BI software also includes data visualization tools that can be used to create graphical representations of data in the form of charts, graphs and other types of visualizations designed to illustrate trends, patterns and outlier elements in data sets.
Dashboards, portals and reports. These information delivery tools give users visibility into the results of BI and analytics applications with built-in data visualizations and, often, self-service capabilities to do additional data analysis. For example, BI dashboards and online portals can be designed to provide real-time data access with configurable views and give users the ability to drill down into data. Reports tend to present data in a more static format.
Other components that increasingly are part of a business architecture include data preparation software used to structure and organize data for analysis and a metadata repository, a business glossary and a data catalog, which can help users find relevant data and understand its lineage and meaning.
BI architecture tools
BI architecture tools facilitate the centralization of data collection as well as data analysis and visualization. These tools play an integral role in empowering businesses to make informed decisions and extract insights from extensive data sets.
Some examples of BI tools on the market include the following:
- Datapine. Datapine lets users access, view, analyze and share their company data on a single analytics platform. Users can perform data analysis, create interactive business dashboards and obtain new business insights through a simple drag-and-drop interface.
- Domo. The Domo cloud-based platform unifies data, systems and people for seamless business operations. It provides enterprise tools for data aggregation, analytics, dashboards and reporting for organizations looking to maximize data value.
- Dundas BI. This enterprise-level BI tool lets users create and customize interactive dashboards and reports. The software can either act as a central data hub or integrate into existing websites for customized BI capabilities.
- GoodData. As part of the GoodData platform, this tool offers an enterprise-level option for data analytics and business intelligence. It helps users analyze data coming from multiple sources and create reports.
- Infor Birst. Infor Birst is a cloud-based platform that uses a networked approach and modern enterprise-class architecture with a focus on multi-tenancy. Birst ensures that a company's data remains connected by centralizing both decentralized and centralized data.

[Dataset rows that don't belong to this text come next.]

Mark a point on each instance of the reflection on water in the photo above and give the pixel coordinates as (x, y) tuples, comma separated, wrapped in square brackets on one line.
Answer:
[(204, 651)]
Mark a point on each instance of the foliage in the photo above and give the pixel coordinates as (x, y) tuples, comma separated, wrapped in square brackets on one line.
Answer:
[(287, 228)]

- Microsoft Power BI. Users can run analytics either in the cloud or in a reporting server. The tool comes with built-in artificial intelligence features and offers end-to-end encryption features.

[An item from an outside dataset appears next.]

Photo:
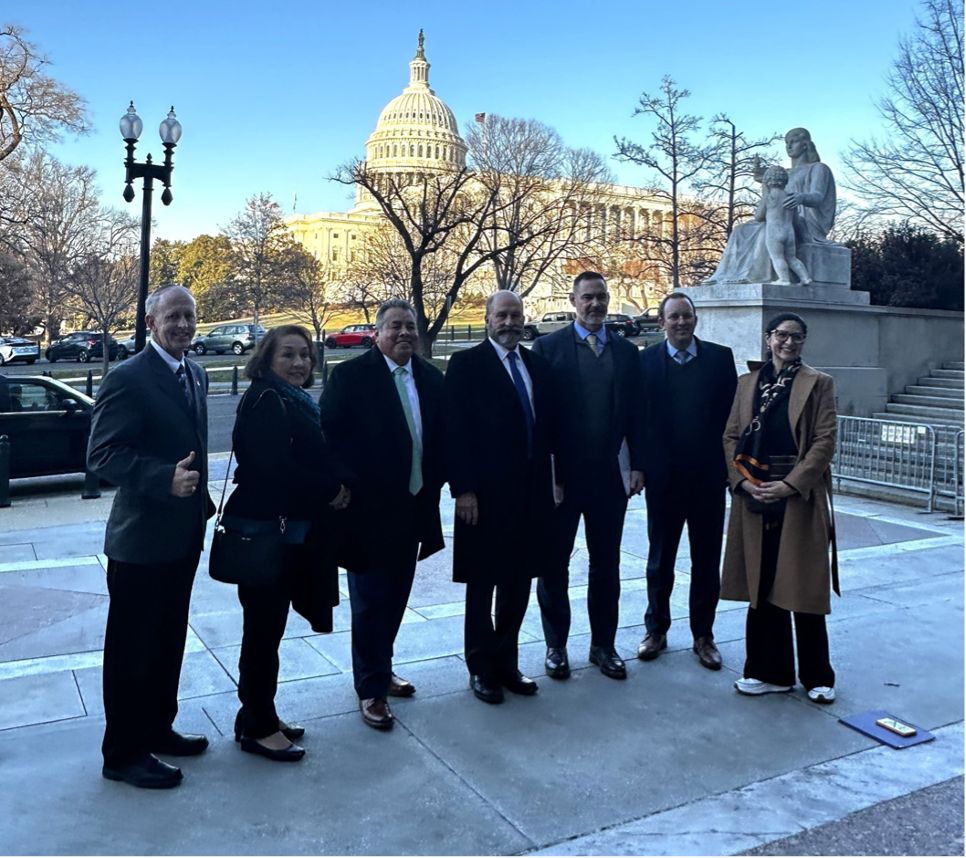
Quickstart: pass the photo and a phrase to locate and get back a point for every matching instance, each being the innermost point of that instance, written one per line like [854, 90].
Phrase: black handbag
[250, 556]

- Oracle Business Intelligence. This integrated set of tools lets users gather, store, analyze and report data for smart decision-making. In addition, it includes a scalable BI server, dashboards, a content library, web-based reporting and analytics tools.
- SAS Business Intelligence. This collection of tools lets corporate users conduct self-service analytics. Its two components -- Enterprise Business Intelligence and Business Visualization -- provide interactive visualizations and analytics to aid with data analysis and decision-making.
- Tableau. In addition to data visualization features, this tool offers live visual analytics and supports most databases and numerous data sources.
- Zoho Analytics. This self-service BI and data analytics software lets users analyze data, generate data visualizations and uncover insights quickly and easily. This tool is accessible to both small and large-sized organizations.